I cannot tell you their names; I cannot speak for you their faces; but the soldiers and engineers and commanders of each nation must have learned to love new weapons, to hold them and cherish them and kiss them into life. Any soldier that failed to learn it would have died. And any army, any nation that did not love their weapons was soon reduced to nothing more than dust and history.

So it is with me. So it is with the woman that I love. I do not know the reason for her love; I do not understand its workings. But I know she loves me, more truly than any one has ever loved another.

She loves me, and so I know that true love is a miracle. I am no perfect creation, no beautiful woman, no tender faun, not even a loom, clean and crisp and interlocking. To look at me, you would barely know I was alive: My eyes are gunsights, my hands are cannons, I am covered in every place with rough-hewn armor and vicious spikes. And yet, she loves me, and so I know that I must be perfect.

Were I a mortal lover, I would wonder at the intensity of my love for her, I would doubt the truth of it, I would despair that there was no act, no gift, no sacrifice that could show the truth and fullness of my love.

But I need trouble with no such doubts. For the love of her, I go to war; for the love of her, I am blasted, torn apart, dismembered and disfigured by all my foes, each of them alive the same as me, each of them in love as I am, though surely not as truly, surely not as deeply. What better fate than to die for the woman that I love?

True love’s tears work miracles. Everyone knows the story: the knight who died in battle with the dragon, the chaste maiden who cried for three days over his corpse until the gods in their mercies and compassions restored him back to life, that he might return her love.
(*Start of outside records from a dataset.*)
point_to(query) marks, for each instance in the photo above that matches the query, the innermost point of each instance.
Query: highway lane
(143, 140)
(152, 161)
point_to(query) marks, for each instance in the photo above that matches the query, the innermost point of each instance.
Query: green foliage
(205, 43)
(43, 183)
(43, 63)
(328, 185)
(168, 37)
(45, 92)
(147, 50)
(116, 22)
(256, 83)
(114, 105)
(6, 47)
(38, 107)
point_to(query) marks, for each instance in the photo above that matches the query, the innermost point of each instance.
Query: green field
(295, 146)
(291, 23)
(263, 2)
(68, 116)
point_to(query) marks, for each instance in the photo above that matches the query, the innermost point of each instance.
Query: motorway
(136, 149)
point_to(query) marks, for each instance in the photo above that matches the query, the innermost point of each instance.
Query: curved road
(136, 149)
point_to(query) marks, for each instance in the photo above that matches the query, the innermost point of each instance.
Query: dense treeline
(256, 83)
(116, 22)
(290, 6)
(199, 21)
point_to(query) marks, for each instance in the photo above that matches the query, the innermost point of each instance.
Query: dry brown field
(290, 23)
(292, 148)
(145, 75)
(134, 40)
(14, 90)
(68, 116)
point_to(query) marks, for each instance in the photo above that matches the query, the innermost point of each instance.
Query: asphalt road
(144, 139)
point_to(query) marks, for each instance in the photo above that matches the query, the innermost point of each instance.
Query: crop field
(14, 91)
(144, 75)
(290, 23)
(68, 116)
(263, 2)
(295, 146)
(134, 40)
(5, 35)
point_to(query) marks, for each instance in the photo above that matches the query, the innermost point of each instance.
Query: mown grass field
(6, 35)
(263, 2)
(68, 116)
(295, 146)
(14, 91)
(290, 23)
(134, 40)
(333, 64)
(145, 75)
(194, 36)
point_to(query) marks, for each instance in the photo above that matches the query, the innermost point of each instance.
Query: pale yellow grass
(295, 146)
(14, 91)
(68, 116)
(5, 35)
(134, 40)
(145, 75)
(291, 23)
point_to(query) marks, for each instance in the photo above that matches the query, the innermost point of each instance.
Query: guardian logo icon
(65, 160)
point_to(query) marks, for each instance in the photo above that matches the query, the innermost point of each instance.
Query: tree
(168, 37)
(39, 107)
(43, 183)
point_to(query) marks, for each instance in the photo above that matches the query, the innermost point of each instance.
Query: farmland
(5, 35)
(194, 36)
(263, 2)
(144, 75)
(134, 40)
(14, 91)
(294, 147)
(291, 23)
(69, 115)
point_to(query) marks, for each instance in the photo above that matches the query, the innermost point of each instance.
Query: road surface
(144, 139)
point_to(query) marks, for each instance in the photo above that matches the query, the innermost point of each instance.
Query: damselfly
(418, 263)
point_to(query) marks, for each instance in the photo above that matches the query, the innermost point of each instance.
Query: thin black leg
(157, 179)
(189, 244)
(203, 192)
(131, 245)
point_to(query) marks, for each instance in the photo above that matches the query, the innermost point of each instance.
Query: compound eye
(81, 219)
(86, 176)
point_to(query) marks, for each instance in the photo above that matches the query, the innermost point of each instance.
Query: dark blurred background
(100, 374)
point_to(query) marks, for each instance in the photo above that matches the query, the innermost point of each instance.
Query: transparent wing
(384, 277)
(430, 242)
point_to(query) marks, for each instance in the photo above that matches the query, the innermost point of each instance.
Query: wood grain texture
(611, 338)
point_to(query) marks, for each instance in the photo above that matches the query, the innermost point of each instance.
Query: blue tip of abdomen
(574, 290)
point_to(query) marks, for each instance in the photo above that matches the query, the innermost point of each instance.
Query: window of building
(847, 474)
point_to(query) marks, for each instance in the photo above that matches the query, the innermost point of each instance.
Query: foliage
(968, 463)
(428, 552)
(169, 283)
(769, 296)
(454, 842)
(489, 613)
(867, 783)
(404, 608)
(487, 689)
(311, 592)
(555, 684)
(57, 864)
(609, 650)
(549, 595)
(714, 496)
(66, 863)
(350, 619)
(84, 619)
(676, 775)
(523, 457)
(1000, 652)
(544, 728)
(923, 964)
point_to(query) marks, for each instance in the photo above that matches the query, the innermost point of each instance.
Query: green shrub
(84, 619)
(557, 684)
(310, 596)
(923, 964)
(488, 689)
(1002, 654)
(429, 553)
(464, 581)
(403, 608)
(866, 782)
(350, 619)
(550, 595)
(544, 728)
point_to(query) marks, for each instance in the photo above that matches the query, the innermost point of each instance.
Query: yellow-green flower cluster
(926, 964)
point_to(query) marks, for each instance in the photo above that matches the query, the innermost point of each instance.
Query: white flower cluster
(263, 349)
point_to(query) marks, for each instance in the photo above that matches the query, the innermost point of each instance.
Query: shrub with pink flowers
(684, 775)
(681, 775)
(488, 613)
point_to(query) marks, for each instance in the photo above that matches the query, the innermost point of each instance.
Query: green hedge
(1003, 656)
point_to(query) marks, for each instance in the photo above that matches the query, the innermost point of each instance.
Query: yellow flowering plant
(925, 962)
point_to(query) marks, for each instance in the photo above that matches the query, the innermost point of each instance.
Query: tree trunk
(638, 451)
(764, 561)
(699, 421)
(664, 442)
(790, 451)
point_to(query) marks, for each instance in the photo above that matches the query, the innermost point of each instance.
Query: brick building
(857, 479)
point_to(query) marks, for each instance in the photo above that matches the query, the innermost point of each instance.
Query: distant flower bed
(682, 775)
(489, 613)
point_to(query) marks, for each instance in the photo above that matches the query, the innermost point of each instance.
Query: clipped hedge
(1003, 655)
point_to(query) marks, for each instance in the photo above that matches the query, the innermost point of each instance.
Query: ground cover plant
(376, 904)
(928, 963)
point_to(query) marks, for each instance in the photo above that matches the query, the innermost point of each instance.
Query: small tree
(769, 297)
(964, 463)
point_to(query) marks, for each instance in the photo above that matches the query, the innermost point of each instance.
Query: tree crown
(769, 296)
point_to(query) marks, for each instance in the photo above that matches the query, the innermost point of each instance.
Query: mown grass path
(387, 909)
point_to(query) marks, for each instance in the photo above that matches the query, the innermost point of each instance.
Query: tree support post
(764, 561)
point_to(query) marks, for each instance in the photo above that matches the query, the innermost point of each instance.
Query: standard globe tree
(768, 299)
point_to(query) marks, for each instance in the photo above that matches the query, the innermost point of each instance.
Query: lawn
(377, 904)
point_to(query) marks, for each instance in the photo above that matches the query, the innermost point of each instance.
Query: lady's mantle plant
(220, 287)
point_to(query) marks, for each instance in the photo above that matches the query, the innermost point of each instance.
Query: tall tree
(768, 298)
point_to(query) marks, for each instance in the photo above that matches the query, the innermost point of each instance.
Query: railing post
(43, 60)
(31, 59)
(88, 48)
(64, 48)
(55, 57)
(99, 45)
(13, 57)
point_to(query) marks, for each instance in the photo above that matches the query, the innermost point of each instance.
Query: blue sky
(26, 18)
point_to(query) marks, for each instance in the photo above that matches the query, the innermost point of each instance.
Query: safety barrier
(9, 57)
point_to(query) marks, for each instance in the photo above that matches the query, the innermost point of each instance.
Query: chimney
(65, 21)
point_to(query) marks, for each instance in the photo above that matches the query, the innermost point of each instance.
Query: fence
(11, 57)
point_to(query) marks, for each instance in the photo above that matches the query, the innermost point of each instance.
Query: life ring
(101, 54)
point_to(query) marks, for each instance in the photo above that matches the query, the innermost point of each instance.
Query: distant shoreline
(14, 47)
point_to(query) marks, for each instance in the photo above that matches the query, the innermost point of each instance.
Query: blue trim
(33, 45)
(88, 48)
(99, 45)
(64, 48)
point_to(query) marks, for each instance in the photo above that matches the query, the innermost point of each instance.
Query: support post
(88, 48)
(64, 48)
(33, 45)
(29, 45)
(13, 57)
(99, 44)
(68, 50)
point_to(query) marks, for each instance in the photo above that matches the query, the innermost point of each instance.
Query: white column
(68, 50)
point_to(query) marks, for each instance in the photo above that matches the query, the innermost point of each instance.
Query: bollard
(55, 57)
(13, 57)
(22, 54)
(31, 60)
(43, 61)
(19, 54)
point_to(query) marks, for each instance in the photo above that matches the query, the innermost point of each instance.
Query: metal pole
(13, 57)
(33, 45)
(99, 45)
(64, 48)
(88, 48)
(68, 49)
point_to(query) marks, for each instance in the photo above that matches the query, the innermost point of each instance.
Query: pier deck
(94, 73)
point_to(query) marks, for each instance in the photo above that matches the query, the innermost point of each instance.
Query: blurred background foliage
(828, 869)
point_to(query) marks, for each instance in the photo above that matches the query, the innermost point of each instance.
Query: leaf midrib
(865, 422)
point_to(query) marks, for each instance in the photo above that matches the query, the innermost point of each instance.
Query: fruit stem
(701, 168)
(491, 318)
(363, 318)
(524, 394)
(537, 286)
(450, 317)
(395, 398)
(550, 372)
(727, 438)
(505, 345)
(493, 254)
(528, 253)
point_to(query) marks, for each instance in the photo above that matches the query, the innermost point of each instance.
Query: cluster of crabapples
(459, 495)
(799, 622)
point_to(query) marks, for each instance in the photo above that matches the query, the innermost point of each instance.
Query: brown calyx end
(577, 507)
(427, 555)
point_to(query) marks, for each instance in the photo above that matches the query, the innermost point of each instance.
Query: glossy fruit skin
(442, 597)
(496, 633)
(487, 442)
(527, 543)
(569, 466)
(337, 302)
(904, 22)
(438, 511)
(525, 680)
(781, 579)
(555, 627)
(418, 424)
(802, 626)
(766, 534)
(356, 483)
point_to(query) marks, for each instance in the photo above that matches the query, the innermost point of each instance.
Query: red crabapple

That is the story, and I do not doubt it be true, for every night, when all the fighting and the killing is done, my love finds me on the battlefield, broken and disfigured and dead. She searches across the battlefield, gathering up all my scattered pieces. Weeping, she holds me in her arms. She kisses every join and every joint. She holds me, crying for the loss of me, until at last the gods, in mercy and compassion, return me once more to life and to her service.

For love, I awake from death. And I know it is a miracle, for it has happened many times.